In 1991, he had a retrospective show of his first fifteen years of work at the Bass Museum of Art in Miami Beach, in 2006 he had a thirty-year retrospective at the Lowe Art Museum at the University of Miami, and in 2011 he had a one-man show at the Frost Art Museum at Florida International University.
Humberto Calzada’s art can, generally, be divided into phases or categories, but not into periods. They are phases in the sense that, during a specific time he painted primarily that category of painting, though not to the exclusion of all else. But they are “categories” in the sense that, throughout his career, he has produced works that have characteristics of any of the different classifications or will revisit any past phase. The general major classifications are:
- The Anecdotal Period paintings.
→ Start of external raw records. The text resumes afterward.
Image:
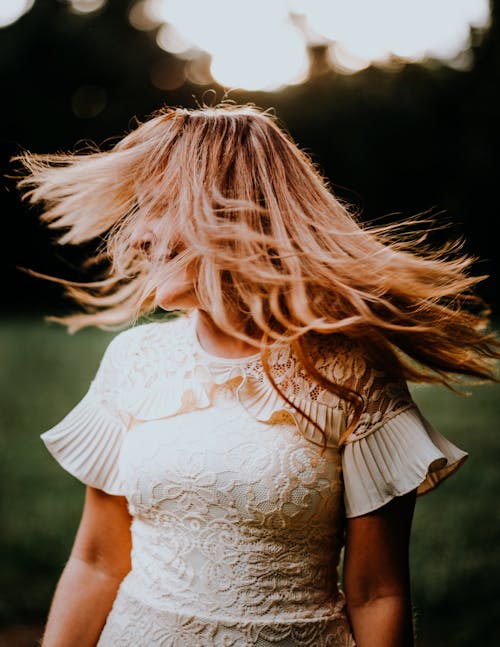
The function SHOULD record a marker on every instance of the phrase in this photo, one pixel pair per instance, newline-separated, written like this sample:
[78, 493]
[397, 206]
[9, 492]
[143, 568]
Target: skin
[376, 560]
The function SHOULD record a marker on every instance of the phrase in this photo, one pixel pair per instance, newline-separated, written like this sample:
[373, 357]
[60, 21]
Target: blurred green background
[395, 137]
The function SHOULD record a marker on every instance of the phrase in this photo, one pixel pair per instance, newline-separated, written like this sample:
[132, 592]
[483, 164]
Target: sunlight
[12, 10]
[262, 45]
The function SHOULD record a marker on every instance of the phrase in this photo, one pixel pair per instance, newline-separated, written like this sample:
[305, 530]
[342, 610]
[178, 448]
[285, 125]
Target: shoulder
[156, 335]
[141, 349]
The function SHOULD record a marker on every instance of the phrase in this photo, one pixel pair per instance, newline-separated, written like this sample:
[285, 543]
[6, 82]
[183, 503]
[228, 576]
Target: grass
[455, 546]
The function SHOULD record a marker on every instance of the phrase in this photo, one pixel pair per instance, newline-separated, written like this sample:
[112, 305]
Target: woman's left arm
[376, 575]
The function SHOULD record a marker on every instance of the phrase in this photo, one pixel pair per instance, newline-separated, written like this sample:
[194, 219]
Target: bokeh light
[263, 45]
[12, 10]
[86, 6]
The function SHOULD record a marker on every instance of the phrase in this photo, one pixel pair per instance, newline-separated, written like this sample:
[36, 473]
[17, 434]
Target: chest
[220, 462]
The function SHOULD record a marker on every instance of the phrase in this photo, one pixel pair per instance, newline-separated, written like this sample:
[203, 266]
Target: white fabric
[238, 516]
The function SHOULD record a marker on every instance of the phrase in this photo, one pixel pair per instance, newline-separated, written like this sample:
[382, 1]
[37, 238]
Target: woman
[231, 450]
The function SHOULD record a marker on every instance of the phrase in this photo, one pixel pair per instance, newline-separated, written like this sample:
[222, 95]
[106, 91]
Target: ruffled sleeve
[402, 454]
[392, 448]
[87, 441]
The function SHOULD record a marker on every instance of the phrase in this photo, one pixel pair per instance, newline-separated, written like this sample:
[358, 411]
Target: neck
[217, 342]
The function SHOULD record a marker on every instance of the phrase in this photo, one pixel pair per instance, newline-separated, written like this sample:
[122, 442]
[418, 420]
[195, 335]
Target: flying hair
[277, 257]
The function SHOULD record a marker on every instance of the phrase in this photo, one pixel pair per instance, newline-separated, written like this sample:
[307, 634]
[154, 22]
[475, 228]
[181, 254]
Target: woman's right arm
[99, 560]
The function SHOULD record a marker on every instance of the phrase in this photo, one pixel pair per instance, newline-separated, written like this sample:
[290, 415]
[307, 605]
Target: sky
[263, 44]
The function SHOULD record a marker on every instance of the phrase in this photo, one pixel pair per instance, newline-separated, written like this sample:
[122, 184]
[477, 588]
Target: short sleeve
[87, 441]
[402, 453]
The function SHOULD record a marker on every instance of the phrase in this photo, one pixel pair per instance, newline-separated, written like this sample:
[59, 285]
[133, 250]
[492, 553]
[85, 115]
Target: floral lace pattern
[238, 519]
[237, 523]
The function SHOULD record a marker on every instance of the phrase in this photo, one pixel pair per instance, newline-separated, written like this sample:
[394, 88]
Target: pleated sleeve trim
[87, 443]
[405, 453]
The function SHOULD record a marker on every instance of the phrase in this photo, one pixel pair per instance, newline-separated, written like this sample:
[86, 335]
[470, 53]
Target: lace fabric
[238, 519]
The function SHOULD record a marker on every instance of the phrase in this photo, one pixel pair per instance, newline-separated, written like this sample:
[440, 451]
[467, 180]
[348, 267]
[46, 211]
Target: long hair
[277, 257]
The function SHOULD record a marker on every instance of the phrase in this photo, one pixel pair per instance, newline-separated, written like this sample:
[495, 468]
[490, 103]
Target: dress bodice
[238, 513]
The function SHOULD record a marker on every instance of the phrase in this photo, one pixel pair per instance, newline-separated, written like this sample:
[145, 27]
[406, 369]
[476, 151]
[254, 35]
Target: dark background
[393, 141]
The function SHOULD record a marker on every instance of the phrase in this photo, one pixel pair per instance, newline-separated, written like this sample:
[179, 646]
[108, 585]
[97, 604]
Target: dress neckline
[217, 359]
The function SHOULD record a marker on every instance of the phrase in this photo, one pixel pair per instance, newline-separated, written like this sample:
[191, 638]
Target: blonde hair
[277, 257]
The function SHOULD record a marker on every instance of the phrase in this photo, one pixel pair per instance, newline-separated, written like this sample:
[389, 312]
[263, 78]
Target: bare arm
[99, 560]
[376, 575]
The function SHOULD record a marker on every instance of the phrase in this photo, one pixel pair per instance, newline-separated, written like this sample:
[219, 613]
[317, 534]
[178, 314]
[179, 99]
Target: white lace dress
[238, 519]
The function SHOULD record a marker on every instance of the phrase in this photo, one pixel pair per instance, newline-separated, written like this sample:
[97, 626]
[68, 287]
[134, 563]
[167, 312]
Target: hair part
[278, 257]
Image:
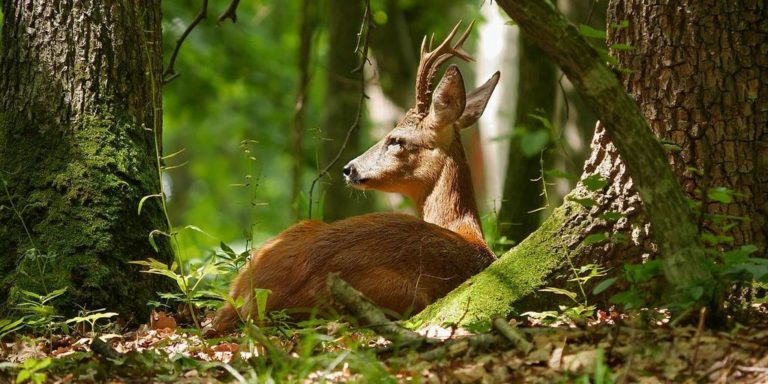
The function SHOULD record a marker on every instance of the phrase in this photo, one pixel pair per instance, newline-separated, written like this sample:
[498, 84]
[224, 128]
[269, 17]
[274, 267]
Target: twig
[457, 347]
[699, 331]
[512, 335]
[230, 12]
[365, 26]
[307, 21]
[170, 73]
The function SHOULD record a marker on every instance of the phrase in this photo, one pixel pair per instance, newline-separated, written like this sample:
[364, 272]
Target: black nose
[348, 170]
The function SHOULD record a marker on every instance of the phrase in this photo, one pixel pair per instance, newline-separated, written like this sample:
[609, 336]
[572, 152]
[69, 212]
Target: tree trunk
[519, 214]
[80, 111]
[307, 24]
[341, 100]
[699, 76]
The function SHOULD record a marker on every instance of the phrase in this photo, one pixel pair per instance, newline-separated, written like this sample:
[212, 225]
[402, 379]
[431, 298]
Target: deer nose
[348, 171]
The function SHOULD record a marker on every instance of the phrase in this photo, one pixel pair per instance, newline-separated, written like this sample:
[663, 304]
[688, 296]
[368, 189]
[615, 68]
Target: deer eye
[395, 143]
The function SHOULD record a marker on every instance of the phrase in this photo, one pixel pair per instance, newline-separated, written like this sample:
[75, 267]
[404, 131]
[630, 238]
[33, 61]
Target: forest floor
[605, 350]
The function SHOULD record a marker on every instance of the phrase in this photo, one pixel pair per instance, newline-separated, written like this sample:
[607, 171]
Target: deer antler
[429, 63]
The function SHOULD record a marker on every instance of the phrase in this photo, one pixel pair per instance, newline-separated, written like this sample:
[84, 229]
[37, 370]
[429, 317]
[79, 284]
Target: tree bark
[519, 214]
[698, 75]
[80, 113]
[307, 25]
[342, 94]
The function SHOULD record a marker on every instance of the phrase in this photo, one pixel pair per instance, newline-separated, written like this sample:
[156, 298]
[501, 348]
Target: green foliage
[91, 318]
[38, 311]
[733, 268]
[31, 371]
[190, 285]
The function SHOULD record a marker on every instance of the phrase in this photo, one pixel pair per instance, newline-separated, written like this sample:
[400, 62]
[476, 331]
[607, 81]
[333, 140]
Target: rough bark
[700, 75]
[519, 214]
[79, 100]
[699, 78]
[342, 94]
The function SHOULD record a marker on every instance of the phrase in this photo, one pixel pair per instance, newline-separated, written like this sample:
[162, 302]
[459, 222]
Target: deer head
[411, 158]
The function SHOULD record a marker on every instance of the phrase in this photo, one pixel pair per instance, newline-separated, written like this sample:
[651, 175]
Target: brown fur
[400, 262]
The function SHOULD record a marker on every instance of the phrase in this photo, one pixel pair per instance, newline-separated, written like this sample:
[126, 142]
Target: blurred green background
[233, 106]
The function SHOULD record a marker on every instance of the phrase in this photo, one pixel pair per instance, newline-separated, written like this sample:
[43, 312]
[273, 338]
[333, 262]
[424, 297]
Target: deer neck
[451, 202]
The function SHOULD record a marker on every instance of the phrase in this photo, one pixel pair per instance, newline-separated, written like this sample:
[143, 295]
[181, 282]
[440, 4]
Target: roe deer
[400, 262]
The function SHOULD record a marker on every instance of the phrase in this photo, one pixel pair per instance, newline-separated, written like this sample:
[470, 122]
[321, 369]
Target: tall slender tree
[536, 89]
[695, 70]
[341, 103]
[80, 126]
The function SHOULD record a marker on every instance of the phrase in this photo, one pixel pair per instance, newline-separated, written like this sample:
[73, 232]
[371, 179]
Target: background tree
[528, 156]
[694, 70]
[340, 107]
[80, 122]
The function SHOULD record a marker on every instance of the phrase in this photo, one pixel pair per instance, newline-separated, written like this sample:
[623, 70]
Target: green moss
[80, 186]
[516, 275]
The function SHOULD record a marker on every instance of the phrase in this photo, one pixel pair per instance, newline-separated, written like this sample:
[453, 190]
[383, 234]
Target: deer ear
[476, 102]
[448, 100]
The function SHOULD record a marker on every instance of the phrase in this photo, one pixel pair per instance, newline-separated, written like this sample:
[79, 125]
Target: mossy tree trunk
[341, 103]
[79, 110]
[698, 74]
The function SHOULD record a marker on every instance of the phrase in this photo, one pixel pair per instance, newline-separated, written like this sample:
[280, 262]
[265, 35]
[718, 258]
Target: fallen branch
[100, 347]
[230, 12]
[362, 37]
[170, 73]
[464, 345]
[663, 199]
[358, 305]
[370, 314]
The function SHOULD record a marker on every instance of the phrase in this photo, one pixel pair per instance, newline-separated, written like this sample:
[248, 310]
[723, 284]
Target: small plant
[90, 317]
[37, 311]
[189, 284]
[32, 371]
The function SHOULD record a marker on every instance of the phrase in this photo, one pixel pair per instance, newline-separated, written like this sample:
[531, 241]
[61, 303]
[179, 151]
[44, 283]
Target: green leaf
[590, 32]
[622, 47]
[261, 296]
[585, 202]
[92, 318]
[152, 238]
[543, 120]
[603, 285]
[595, 238]
[739, 255]
[594, 183]
[696, 292]
[23, 375]
[558, 174]
[618, 238]
[227, 250]
[197, 229]
[145, 198]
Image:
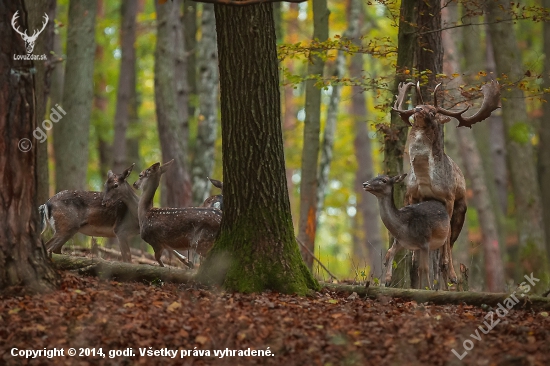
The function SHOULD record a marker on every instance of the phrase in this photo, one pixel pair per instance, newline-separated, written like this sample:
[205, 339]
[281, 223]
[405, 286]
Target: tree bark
[307, 225]
[36, 10]
[128, 13]
[23, 261]
[395, 137]
[544, 135]
[168, 99]
[256, 248]
[203, 162]
[190, 39]
[523, 173]
[367, 207]
[72, 132]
Paintings of a more personal nature painted in a detailed but casual style, based on memories of his home, places he knew and visited in Cuba, and other specific recollections. This is his most recurring theme and the one that he is most identified with.
- The Surreal Theatrical Scenarios paintings. Extracting elements of Cuban architecture and placing them out of context in an unlikely setting.
- Meta-Art paintings. An extension of the theatrical scenarios but incorporating his past works in the walls as one more element.
- The Gardens paintings. Ruins, incomplete buildings, but still recognizable as Cuban architecture of the neo-classical period.
- Still Life paintings. Brief period in which architectural elements were arranged as classical still life painting.
- “Years of” Paintings. These are the flooded spaces, which consist mostly of houses in which the ocean waters have entered. It is one of his favorite iconographies because water has a dual meaning: it can mean total destruction, but it can also mean re-birth.
- Homenages to other painters. Paintings which can either be Calzada in subject but another painter in technique or style or a Calzada painting in which the work of another painter is either hung or displayed in the space portrayed.
- The Night paintings. Paintings of architectural and/or landscape themes at night.
- La Hora Azul paintings. Paintings of architectural and/or landscape themes during the dusk hours.
- The swimming pool paintings or Cuba circa 2025 painting. An optimistic assumption that in the not-too-distant futures, Cuba will not only have houses in good repair, but also houses with swimming pools.
- The Fire Paintings, the theme of his 2011 Frost Art Museum Show, The Fire Next Time
- The Reconstructing Havana paintings. A much-enlarged photograph of current private and public buildings in Havana is partially “reconstructed” by painting in what once was and what, someday, could be again.